Review Summary: Hail Satan. Hail, hail.
In the world of The Mountain Goats, 2002 might as well have been 1054. John Darnielle's great schism split The Mountain Goats canon between the do it yourself ethos of his earliest homemade cassettes and the polished studio sheen of his current releases. All Hail West Texas
marked the last time Darnielle's aging boom-box would act as his recording studio, as his contract with 4AD records and his budding friendship with singer-songwriter/producer John Vandersilce offered up new opportunities and capital for the Mountain Goats moniker.

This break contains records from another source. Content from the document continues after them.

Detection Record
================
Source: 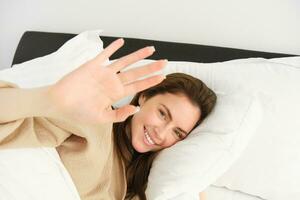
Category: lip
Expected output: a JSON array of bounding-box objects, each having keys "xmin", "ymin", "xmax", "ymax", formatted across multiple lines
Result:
[{"xmin": 143, "ymin": 127, "xmax": 155, "ymax": 146}]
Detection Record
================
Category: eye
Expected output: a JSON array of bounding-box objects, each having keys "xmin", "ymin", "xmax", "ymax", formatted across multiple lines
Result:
[
  {"xmin": 158, "ymin": 109, "xmax": 166, "ymax": 119},
  {"xmin": 174, "ymin": 131, "xmax": 183, "ymax": 139}
]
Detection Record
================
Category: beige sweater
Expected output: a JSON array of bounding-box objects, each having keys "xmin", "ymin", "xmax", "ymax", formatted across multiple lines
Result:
[{"xmin": 0, "ymin": 81, "xmax": 127, "ymax": 200}]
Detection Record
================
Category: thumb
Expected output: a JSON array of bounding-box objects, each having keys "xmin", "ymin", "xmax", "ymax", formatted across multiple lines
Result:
[{"xmin": 107, "ymin": 105, "xmax": 140, "ymax": 122}]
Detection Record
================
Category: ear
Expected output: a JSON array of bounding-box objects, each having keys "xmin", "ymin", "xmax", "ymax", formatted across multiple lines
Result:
[{"xmin": 138, "ymin": 94, "xmax": 146, "ymax": 106}]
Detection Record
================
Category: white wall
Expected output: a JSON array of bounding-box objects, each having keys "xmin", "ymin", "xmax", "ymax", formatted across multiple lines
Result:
[{"xmin": 0, "ymin": 0, "xmax": 300, "ymax": 69}]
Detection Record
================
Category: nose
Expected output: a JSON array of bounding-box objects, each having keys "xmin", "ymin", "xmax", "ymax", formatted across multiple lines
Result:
[{"xmin": 154, "ymin": 124, "xmax": 171, "ymax": 144}]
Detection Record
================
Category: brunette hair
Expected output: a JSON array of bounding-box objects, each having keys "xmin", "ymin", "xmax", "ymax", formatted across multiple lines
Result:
[{"xmin": 113, "ymin": 73, "xmax": 217, "ymax": 200}]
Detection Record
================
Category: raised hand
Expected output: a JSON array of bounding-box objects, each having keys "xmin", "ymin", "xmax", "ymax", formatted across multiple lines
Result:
[{"xmin": 49, "ymin": 39, "xmax": 167, "ymax": 123}]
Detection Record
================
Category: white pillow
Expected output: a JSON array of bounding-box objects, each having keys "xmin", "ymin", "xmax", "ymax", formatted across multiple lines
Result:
[
  {"xmin": 0, "ymin": 30, "xmax": 103, "ymax": 200},
  {"xmin": 115, "ymin": 59, "xmax": 265, "ymax": 200},
  {"xmin": 214, "ymin": 57, "xmax": 300, "ymax": 200},
  {"xmin": 0, "ymin": 30, "xmax": 103, "ymax": 88}
]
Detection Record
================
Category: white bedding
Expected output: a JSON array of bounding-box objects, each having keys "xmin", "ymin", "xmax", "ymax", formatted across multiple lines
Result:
[
  {"xmin": 205, "ymin": 185, "xmax": 262, "ymax": 200},
  {"xmin": 0, "ymin": 28, "xmax": 300, "ymax": 200},
  {"xmin": 0, "ymin": 148, "xmax": 80, "ymax": 200}
]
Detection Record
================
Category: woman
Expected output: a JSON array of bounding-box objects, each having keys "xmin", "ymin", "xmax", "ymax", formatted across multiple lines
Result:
[{"xmin": 0, "ymin": 39, "xmax": 216, "ymax": 199}]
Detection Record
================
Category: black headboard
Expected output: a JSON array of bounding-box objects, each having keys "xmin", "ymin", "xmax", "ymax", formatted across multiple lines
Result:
[{"xmin": 12, "ymin": 31, "xmax": 295, "ymax": 64}]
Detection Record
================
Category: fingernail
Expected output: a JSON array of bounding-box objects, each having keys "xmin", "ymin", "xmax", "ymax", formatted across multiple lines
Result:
[
  {"xmin": 135, "ymin": 106, "xmax": 141, "ymax": 113},
  {"xmin": 148, "ymin": 46, "xmax": 155, "ymax": 51},
  {"xmin": 117, "ymin": 38, "xmax": 124, "ymax": 42}
]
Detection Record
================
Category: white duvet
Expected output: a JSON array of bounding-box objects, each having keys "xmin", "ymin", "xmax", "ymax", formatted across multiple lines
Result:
[{"xmin": 0, "ymin": 148, "xmax": 80, "ymax": 200}]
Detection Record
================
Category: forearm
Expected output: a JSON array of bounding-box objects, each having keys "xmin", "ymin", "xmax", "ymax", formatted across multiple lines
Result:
[{"xmin": 0, "ymin": 82, "xmax": 53, "ymax": 123}]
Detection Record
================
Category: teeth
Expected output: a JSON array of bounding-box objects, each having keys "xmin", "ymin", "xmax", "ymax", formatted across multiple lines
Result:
[{"xmin": 145, "ymin": 131, "xmax": 155, "ymax": 144}]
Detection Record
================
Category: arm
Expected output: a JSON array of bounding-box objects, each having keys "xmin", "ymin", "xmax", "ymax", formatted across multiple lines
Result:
[
  {"xmin": 0, "ymin": 81, "xmax": 54, "ymax": 123},
  {"xmin": 0, "ymin": 81, "xmax": 71, "ymax": 149}
]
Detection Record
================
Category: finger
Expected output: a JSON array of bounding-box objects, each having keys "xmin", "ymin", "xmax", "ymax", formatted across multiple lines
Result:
[
  {"xmin": 109, "ymin": 46, "xmax": 155, "ymax": 73},
  {"xmin": 93, "ymin": 38, "xmax": 124, "ymax": 65},
  {"xmin": 124, "ymin": 75, "xmax": 165, "ymax": 96},
  {"xmin": 118, "ymin": 60, "xmax": 167, "ymax": 83},
  {"xmin": 105, "ymin": 105, "xmax": 138, "ymax": 122}
]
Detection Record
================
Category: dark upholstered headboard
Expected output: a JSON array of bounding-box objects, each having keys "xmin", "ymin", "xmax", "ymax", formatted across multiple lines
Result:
[{"xmin": 12, "ymin": 31, "xmax": 295, "ymax": 64}]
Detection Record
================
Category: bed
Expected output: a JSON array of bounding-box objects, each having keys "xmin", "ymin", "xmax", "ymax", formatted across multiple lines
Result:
[{"xmin": 4, "ymin": 31, "xmax": 295, "ymax": 200}]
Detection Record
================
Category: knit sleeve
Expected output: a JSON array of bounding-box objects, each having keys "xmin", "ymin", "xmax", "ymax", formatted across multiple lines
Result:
[{"xmin": 0, "ymin": 81, "xmax": 72, "ymax": 149}]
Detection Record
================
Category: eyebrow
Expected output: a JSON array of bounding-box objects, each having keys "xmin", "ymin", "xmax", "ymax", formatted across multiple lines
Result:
[{"xmin": 160, "ymin": 103, "xmax": 188, "ymax": 135}]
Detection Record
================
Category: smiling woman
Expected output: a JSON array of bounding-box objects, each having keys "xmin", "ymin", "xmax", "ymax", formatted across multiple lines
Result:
[
  {"xmin": 113, "ymin": 73, "xmax": 217, "ymax": 199},
  {"xmin": 0, "ymin": 39, "xmax": 216, "ymax": 200}
]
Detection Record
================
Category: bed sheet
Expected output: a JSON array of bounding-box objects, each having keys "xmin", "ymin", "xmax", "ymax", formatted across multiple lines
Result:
[{"xmin": 205, "ymin": 185, "xmax": 262, "ymax": 200}]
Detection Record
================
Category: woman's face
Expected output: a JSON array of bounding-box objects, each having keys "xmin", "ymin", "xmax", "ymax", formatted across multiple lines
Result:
[{"xmin": 131, "ymin": 93, "xmax": 200, "ymax": 153}]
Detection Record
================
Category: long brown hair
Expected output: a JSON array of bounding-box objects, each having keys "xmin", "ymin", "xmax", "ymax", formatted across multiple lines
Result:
[{"xmin": 113, "ymin": 73, "xmax": 217, "ymax": 200}]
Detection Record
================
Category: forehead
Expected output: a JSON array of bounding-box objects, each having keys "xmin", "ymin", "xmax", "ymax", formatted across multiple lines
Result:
[{"xmin": 149, "ymin": 93, "xmax": 200, "ymax": 132}]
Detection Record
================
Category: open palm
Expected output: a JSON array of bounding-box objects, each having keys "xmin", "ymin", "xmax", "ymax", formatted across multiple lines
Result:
[{"xmin": 49, "ymin": 39, "xmax": 167, "ymax": 123}]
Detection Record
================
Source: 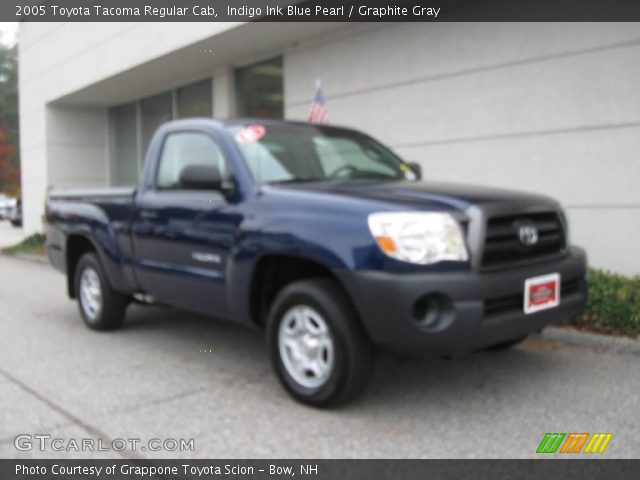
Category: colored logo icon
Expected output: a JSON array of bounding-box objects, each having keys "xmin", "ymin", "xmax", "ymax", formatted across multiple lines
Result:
[{"xmin": 536, "ymin": 433, "xmax": 613, "ymax": 453}]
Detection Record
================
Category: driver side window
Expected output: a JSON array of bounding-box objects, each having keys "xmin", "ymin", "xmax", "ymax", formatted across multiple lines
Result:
[{"xmin": 156, "ymin": 132, "xmax": 227, "ymax": 190}]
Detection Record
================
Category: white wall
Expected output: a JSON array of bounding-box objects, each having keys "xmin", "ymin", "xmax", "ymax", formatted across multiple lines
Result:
[
  {"xmin": 18, "ymin": 22, "xmax": 242, "ymax": 233},
  {"xmin": 285, "ymin": 23, "xmax": 640, "ymax": 274},
  {"xmin": 19, "ymin": 23, "xmax": 640, "ymax": 273}
]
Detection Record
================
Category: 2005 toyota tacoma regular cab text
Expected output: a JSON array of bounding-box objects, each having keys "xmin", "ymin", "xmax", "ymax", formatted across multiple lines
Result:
[{"xmin": 47, "ymin": 119, "xmax": 587, "ymax": 406}]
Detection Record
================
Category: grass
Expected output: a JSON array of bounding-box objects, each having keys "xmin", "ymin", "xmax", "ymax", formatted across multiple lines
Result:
[{"xmin": 2, "ymin": 233, "xmax": 46, "ymax": 255}]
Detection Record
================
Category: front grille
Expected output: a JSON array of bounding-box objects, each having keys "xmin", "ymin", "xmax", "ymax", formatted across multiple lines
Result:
[{"xmin": 482, "ymin": 212, "xmax": 565, "ymax": 268}]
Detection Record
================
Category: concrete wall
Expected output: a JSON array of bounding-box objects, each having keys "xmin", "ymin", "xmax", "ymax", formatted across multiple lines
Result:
[
  {"xmin": 19, "ymin": 23, "xmax": 640, "ymax": 274},
  {"xmin": 18, "ymin": 22, "xmax": 242, "ymax": 233},
  {"xmin": 285, "ymin": 23, "xmax": 640, "ymax": 274}
]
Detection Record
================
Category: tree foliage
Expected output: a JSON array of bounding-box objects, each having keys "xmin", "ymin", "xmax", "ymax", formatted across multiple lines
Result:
[{"xmin": 0, "ymin": 44, "xmax": 20, "ymax": 195}]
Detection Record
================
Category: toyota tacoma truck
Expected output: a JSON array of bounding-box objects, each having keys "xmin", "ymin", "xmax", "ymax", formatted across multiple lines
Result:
[{"xmin": 47, "ymin": 119, "xmax": 587, "ymax": 406}]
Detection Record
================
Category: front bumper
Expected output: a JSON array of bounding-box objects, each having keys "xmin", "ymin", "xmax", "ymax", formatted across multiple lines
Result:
[{"xmin": 336, "ymin": 247, "xmax": 587, "ymax": 355}]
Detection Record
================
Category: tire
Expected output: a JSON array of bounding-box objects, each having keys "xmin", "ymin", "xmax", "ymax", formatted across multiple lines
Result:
[
  {"xmin": 487, "ymin": 335, "xmax": 529, "ymax": 352},
  {"xmin": 267, "ymin": 279, "xmax": 372, "ymax": 407},
  {"xmin": 74, "ymin": 253, "xmax": 129, "ymax": 330}
]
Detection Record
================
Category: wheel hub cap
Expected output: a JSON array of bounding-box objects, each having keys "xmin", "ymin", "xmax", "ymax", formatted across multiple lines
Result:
[
  {"xmin": 80, "ymin": 267, "xmax": 102, "ymax": 320},
  {"xmin": 278, "ymin": 305, "xmax": 334, "ymax": 388}
]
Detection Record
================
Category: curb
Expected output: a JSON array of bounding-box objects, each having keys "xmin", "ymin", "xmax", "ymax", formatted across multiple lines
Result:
[
  {"xmin": 2, "ymin": 253, "xmax": 49, "ymax": 265},
  {"xmin": 539, "ymin": 327, "xmax": 640, "ymax": 355}
]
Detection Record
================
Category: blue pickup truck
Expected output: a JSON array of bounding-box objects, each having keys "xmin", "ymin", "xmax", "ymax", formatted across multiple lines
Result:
[{"xmin": 47, "ymin": 119, "xmax": 587, "ymax": 406}]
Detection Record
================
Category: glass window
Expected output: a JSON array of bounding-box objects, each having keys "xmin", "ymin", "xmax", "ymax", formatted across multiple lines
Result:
[
  {"xmin": 176, "ymin": 78, "xmax": 213, "ymax": 118},
  {"xmin": 140, "ymin": 92, "xmax": 173, "ymax": 152},
  {"xmin": 235, "ymin": 57, "xmax": 284, "ymax": 118},
  {"xmin": 109, "ymin": 103, "xmax": 138, "ymax": 186},
  {"xmin": 156, "ymin": 132, "xmax": 226, "ymax": 189},
  {"xmin": 229, "ymin": 125, "xmax": 415, "ymax": 183}
]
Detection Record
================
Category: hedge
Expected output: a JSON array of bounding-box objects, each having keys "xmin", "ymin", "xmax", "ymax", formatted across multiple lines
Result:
[{"xmin": 569, "ymin": 269, "xmax": 640, "ymax": 337}]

As its name implies, All Hail West Texas
is a collection of loosely related stories from the dusty nether regions of the Southern state, playing out like a gossip rag full of the dreams, vices, and tribulations of nobodies stuck in nothingness. Darnielle's songs have transitioned from the hushed, interpersonal aching of The Coroner's Gambit
to nu-folk anthems, stimulating the sing-a-long section of the brain, awash in optimism, even at their darkest moments. Yet, at the core of it all is the same brilliant wordplay and sense of wonder that runs through all of The Mountain Goats albums.
All Hail West Texas
might not be the best Mountain Goats album, but it is with out a doubt the easiest to relate to. Every story presented on it feels as though it was pulled from your own personal diary, becoming a personal battle cry, because honestly, who hasn't overcome a little opposition in their life.